The Nariphon (Thai: นารีผล), also known as Makkaliphon (Thai: มักกะลีผล, from Pali makkaliphala), is a tree in Buddhist mythology which bears fruit in the shape of young female creatures. The maidens grow attached by their head from the tree branches.[1] This tree grows at the Himaphan, a mythical forest where the female fruits are enjoyed by the Gandharvas who cut the fruits and take them away.[2]

The Nariphon is also mentioned in the Vessantara Jataka in which Indra placed these trees around the grove where the Bodhisattva Vessantara meditated.

Myths and folklore[edit]

According to Buddhist mythology, the God Indra created a pavilion (Sala) as an abode for Vessantara, his wife, and two children to live. His wife went into the forest to collect fruits: she was, however, in danger of being attacked by Hermits or Yogis who lived in the forest. Although they had acquired special powers from their meditation, they had not conquered lust (mattered the Girl).

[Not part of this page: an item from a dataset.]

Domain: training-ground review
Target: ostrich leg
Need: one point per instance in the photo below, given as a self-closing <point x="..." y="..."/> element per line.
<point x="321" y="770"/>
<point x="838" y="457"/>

Therefore, Indra created twelve of these special Nariphon trees. The trees would bear fruit whenever she went out to collect food and distract the men. The fruits were all in the image of Indra's beautiful wife. The men took the fruits to their place of abode and after making love to them would sleep for four months and lose their powers.

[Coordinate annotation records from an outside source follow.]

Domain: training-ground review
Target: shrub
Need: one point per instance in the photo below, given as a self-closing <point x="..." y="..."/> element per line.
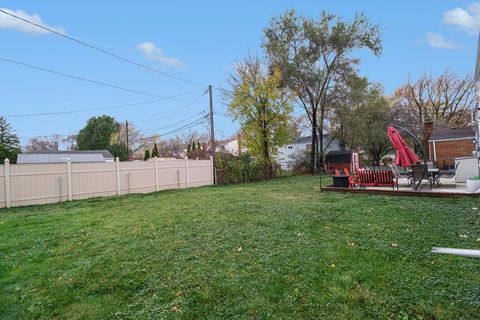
<point x="300" y="162"/>
<point x="237" y="169"/>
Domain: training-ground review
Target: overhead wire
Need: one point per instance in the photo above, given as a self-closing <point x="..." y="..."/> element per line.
<point x="102" y="50"/>
<point x="82" y="79"/>
<point x="96" y="109"/>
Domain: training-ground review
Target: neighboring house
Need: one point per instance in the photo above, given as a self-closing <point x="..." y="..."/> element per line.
<point x="287" y="152"/>
<point x="231" y="145"/>
<point x="63" y="156"/>
<point x="445" y="144"/>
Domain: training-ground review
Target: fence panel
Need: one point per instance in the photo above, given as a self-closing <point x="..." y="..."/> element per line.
<point x="199" y="173"/>
<point x="93" y="180"/>
<point x="171" y="174"/>
<point x="38" y="184"/>
<point x="137" y="177"/>
<point x="49" y="183"/>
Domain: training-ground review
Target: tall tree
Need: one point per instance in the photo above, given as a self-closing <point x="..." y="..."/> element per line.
<point x="43" y="144"/>
<point x="312" y="55"/>
<point x="447" y="99"/>
<point x="137" y="141"/>
<point x="262" y="107"/>
<point x="9" y="142"/>
<point x="97" y="133"/>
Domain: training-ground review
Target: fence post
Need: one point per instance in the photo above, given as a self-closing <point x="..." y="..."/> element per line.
<point x="69" y="180"/>
<point x="156" y="173"/>
<point x="8" y="200"/>
<point x="117" y="174"/>
<point x="186" y="172"/>
<point x="211" y="170"/>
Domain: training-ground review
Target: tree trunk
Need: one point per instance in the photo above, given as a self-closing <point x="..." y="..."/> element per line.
<point x="314" y="141"/>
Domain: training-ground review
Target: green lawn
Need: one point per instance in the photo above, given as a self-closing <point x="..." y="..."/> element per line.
<point x="270" y="250"/>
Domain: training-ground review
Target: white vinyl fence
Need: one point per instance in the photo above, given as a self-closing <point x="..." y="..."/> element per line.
<point x="27" y="184"/>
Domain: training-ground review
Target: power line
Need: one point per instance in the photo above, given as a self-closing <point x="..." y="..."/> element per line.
<point x="186" y="126"/>
<point x="96" y="109"/>
<point x="83" y="79"/>
<point x="102" y="50"/>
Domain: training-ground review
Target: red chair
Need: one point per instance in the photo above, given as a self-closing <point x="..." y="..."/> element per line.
<point x="384" y="178"/>
<point x="352" y="180"/>
<point x="366" y="178"/>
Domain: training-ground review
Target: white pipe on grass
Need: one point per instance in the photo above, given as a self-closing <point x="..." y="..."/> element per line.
<point x="458" y="252"/>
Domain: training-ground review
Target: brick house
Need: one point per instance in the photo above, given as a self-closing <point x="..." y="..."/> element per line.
<point x="445" y="144"/>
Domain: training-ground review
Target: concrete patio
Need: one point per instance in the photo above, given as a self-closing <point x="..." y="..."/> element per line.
<point x="448" y="188"/>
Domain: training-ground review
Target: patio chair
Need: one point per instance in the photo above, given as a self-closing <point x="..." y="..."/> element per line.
<point x="384" y="178"/>
<point x="352" y="180"/>
<point x="366" y="178"/>
<point x="449" y="174"/>
<point x="419" y="173"/>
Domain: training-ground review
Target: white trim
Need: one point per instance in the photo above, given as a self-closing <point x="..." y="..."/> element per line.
<point x="453" y="139"/>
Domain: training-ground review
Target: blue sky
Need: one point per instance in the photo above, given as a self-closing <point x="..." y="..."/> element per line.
<point x="198" y="41"/>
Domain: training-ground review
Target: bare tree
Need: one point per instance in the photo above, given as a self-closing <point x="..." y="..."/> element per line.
<point x="447" y="99"/>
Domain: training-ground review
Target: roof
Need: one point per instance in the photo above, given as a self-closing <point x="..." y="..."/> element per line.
<point x="62" y="156"/>
<point x="308" y="139"/>
<point x="340" y="153"/>
<point x="446" y="133"/>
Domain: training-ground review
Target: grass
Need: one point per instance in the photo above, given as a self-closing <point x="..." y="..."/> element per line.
<point x="270" y="250"/>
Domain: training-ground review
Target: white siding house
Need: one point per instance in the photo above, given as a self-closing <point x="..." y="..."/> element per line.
<point x="287" y="152"/>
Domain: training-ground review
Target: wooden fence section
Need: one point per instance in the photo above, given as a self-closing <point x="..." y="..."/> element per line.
<point x="27" y="184"/>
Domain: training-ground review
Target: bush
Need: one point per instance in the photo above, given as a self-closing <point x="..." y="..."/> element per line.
<point x="237" y="169"/>
<point x="300" y="162"/>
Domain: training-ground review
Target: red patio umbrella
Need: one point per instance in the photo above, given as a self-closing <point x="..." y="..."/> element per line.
<point x="405" y="156"/>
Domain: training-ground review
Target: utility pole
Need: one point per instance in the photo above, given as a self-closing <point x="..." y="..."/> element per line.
<point x="212" y="132"/>
<point x="126" y="131"/>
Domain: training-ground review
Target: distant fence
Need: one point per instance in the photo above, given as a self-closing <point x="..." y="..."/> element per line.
<point x="27" y="184"/>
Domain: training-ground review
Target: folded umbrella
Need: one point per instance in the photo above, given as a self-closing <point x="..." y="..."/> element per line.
<point x="405" y="156"/>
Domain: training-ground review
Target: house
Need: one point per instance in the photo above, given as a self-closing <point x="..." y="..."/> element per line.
<point x="231" y="145"/>
<point x="446" y="143"/>
<point x="63" y="156"/>
<point x="303" y="144"/>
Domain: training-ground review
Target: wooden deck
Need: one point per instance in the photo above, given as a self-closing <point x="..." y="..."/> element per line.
<point x="448" y="188"/>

According to Thai folklore, since Vessantara and his family have died, the trees bear fruit daily. The special forest, trees and sala will disappear when the Buddha's teachings have become lost (predicted to be five thousand years after his death). When the fruits appear on the trees they will last for seven days, following which they will wither and die if they are not picked.[3] In the heavenly realms males and females are eternally youthful: since there is no suffering, there is no ageing. They have same internal organs as humans, but no bones. These maidens also have magic powers and possess spirits which can sing and dance.[4]

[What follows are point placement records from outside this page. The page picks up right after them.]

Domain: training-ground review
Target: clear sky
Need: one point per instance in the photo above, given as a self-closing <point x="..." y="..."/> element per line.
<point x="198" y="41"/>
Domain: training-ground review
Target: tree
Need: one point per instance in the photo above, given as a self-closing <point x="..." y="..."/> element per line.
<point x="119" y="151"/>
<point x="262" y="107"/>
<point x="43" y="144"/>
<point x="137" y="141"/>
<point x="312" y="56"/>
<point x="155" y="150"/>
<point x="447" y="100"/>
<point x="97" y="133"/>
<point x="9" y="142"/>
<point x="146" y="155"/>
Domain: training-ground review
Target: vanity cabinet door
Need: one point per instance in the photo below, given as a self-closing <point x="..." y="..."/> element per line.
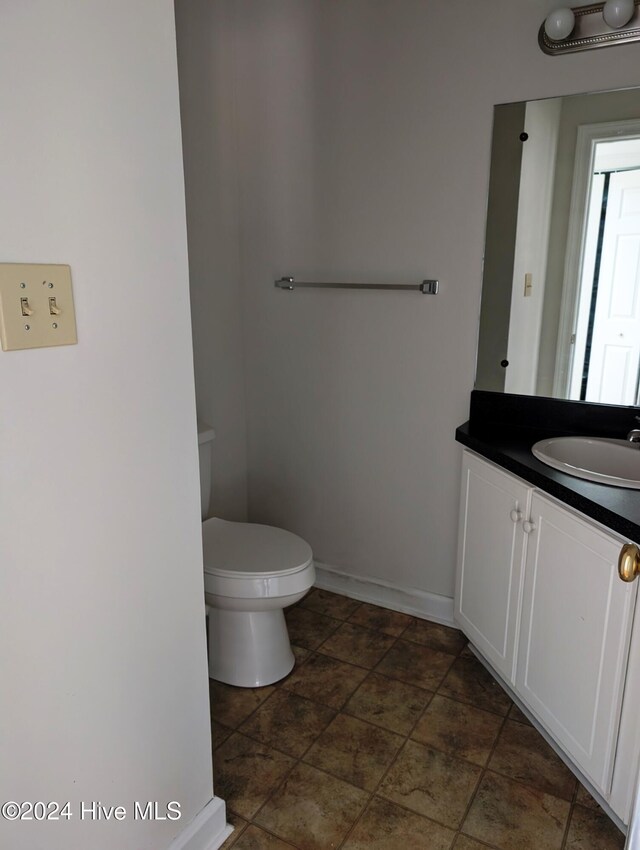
<point x="491" y="546"/>
<point x="574" y="638"/>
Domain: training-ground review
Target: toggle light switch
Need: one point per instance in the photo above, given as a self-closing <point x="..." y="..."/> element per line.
<point x="42" y="294"/>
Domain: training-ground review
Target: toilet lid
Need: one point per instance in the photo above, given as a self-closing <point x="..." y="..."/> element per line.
<point x="251" y="549"/>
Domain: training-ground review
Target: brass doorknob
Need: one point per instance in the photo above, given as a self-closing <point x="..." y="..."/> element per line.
<point x="629" y="562"/>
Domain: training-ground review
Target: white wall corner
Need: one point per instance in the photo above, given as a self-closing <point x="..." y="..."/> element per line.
<point x="207" y="831"/>
<point x="409" y="600"/>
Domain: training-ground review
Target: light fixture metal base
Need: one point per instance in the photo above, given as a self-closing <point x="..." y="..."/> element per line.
<point x="591" y="31"/>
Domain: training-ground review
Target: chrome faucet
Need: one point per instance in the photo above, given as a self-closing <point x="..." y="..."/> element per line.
<point x="634" y="434"/>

There are supposedly two Makaliporn pods in a Buddhist temple near Bangkok. It is said that they came from Himaphan, the mythical forest.[5] At Wat Pheut Udom temple near Pathum Thani there is a representation of the tree together with ghosts and hell-scenes.[6][7] Representations of the Nariphon tree are very common in Thai comic books, both fresh[8] and dry,[9] often in manga style.[10] Amulets and charms in the form of Nariphon girls are sold throughout Thailand.[11] Folk stories claim that the tree grows somewhere in the Phetchabun Mountains and hoaxes are common; these include pictures of Nariphon girls growing from trees[12] as well as dry Nariphon maidens.[13]

The Nariphon myth inspired the 2006 Thai film Nariphon (นารีผล, "Devil Ivy"), with Chayanan Arjpru, Tassachol Pongpakawat and Paymanee Sangkakorn,[14] and 2010 movie Nariphon Khon Phrueksa (นารีผล คนพฤกษา, "Nariphon, People from the Tree"), with Phasakon Phomrabut and Thanmon Theklamlong.[15]